Когда старый учитель рассказывал о своих находках, небольших в общем открытиях, разрозненное и разбросанное связывалось в одну цепочку, давно забытое восстанавливалось, далекое становилось близким. Из маленьких камешков, как мозаика, создавалась постепенно величественная картина.

— Рясники — село, которое имело отношение к монахам, людям в рясах… Ты не обратил внимания: на Тихоновской церкви монастыря очень высоко прилеплено что-то вроде кельи с небольшими окошечками?

— Как же, — отозвался Степанов, — видел…

— Так и считалось, да и сейчас считается, что там жил преподобный Тихон, основатель монастыря. Некоторые церковники поддерживают эту версию. Может, конечно, и жил… Однако высоковато было старцу подниматься в свою «квартиру»… И потом — почему это келью прилепили так высоко и на углу, который обращен на юго-восток? Одно оконце — на юг, другое — на восток. Ни в одной церкви, насколько я знаю, нет подобных келий. Все дело в том, что эта была не просто кельей, а сторожевой вышкой, а с юго-востока чаще всего и нападали на древний Дебрянск татары. Врага можно было заметить на дальних подступах и дать знать горожанам. Вот тебе и «келья»!

Почти у самого сарайчика Владимир Николаевич остановился.

— Пойдем, я тебе кое-что покажу, — сказал он, но тут же подумал, что в сарайчике наверняка давно спят и его появление со Степановым потревожит женщин, вызовет их недовольство. — Он печально махнул рукой: — Нет, Миша, лучше потом…

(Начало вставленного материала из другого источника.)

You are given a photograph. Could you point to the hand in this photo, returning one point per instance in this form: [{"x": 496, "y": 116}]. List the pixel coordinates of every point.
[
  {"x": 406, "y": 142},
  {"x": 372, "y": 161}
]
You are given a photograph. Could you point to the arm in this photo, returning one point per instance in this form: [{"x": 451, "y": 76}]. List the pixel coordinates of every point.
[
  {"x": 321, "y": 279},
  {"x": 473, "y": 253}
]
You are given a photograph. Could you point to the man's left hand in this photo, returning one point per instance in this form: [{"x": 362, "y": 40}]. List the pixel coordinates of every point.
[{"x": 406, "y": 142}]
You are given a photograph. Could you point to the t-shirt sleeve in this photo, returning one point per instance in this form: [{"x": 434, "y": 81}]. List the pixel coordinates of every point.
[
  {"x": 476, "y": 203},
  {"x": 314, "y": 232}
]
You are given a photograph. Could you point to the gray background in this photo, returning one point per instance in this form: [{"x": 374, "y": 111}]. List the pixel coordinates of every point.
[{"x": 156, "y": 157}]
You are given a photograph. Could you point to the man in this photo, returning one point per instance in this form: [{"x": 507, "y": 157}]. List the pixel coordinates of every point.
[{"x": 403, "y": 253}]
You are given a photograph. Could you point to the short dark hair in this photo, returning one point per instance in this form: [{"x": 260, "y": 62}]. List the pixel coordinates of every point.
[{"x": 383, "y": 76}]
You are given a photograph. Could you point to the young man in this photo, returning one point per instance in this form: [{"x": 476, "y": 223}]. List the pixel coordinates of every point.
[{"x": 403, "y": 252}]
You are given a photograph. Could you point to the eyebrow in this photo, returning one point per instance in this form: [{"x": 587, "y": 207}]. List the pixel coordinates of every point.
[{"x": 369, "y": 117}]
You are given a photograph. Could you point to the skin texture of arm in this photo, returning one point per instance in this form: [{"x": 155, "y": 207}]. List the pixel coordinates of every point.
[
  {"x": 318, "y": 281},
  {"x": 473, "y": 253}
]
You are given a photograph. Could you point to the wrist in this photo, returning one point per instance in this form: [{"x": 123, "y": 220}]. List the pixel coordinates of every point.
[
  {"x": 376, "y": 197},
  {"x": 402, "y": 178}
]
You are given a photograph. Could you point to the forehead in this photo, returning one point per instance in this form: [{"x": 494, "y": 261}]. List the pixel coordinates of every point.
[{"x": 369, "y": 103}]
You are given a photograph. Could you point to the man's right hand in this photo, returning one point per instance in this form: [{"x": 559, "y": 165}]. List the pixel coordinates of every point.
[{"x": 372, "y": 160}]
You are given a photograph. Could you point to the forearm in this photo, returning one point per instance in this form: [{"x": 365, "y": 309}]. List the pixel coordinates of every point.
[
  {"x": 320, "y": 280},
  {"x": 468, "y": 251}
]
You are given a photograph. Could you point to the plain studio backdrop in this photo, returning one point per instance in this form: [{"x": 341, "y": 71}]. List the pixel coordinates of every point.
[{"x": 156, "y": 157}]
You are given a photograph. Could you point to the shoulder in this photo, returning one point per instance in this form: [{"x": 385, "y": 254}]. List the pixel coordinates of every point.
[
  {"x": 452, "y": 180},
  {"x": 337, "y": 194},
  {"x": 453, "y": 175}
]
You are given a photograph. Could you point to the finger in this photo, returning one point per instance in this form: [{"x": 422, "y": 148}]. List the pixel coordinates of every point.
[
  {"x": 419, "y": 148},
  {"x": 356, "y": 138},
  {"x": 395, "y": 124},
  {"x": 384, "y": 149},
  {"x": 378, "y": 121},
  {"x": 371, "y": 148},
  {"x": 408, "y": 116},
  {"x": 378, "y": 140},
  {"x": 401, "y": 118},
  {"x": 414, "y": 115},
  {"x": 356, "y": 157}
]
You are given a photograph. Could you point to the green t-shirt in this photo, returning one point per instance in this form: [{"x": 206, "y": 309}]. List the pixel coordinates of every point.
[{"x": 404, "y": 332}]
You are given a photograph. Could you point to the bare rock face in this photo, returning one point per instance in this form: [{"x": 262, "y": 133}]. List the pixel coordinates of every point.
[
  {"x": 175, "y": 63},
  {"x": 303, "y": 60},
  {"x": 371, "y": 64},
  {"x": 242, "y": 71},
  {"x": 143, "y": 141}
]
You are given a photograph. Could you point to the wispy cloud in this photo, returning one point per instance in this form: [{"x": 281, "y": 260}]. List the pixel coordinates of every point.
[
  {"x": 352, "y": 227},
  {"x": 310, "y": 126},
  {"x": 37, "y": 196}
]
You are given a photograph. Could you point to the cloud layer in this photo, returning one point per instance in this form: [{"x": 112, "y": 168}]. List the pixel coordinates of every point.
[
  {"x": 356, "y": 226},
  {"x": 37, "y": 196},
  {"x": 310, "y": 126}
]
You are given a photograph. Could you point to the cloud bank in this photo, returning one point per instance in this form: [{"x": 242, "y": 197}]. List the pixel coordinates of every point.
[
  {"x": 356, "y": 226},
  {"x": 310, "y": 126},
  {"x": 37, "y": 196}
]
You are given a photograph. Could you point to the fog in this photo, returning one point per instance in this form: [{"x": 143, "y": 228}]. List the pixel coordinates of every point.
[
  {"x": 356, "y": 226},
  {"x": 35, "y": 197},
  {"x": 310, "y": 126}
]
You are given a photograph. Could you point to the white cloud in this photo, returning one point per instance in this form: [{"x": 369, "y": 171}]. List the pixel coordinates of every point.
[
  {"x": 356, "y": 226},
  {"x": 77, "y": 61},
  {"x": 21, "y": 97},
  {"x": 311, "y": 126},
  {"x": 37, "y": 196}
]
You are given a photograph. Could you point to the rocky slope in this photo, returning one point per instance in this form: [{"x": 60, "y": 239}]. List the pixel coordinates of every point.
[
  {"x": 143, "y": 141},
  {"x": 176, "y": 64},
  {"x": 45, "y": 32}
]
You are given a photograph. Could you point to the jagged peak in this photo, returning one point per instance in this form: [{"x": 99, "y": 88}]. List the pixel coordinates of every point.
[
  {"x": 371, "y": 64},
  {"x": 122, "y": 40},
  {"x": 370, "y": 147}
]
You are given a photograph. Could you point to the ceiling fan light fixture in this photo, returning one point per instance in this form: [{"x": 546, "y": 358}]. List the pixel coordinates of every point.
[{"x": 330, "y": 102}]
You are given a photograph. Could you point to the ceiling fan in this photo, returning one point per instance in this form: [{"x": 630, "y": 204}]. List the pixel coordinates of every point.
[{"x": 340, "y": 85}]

— Хорошо, Владимир Николаевич… А все же что вы мне хотели доказать?

— Успеется… Покажу…


Простившись, Степанов пошел к себе. Райком стал чем-то привычным, удобным… Часть работы можно было делать за столом Турина: светло, тепло… Здесь же можно было назначить деловое свидание. Сама обстановка райкома позволяла глубже вникать в жизнь города и района, быстрее узнавать новости, стоять ближе к молодежи…

Степанов уже отвык от домашнего уюта: в течение нескольких лет — железная койка в общежитии, потом — окопы, землянки, койка в госпитале.

Сворачивая с Первомайской, Степанов услышал голоса и остановился. Шли, видимо, со стороны реки двое…

— Хор-рошая ты девчонка!.. — лениво улещал кого-то мужчина.

— Да отстань ты!.. — ответил женский голос.

— Хор-рошая!..

— Ладно, ладно… Когда надо, все становятся хорошими. Отстань…

Сейчас Степанов уловил в этом голосе знакомые интонации Нины Ободовой. Где-то там, у реки, по слухам, обосновалась женщина, у которой чуть ли не всегда — и днем и ночью — можно было раздобыть самогон. И эти двое шли оттуда. «Неужели Нина?» — подумал Степанов. Но голоса затихли, прохожие, видимо, свернули в сторону.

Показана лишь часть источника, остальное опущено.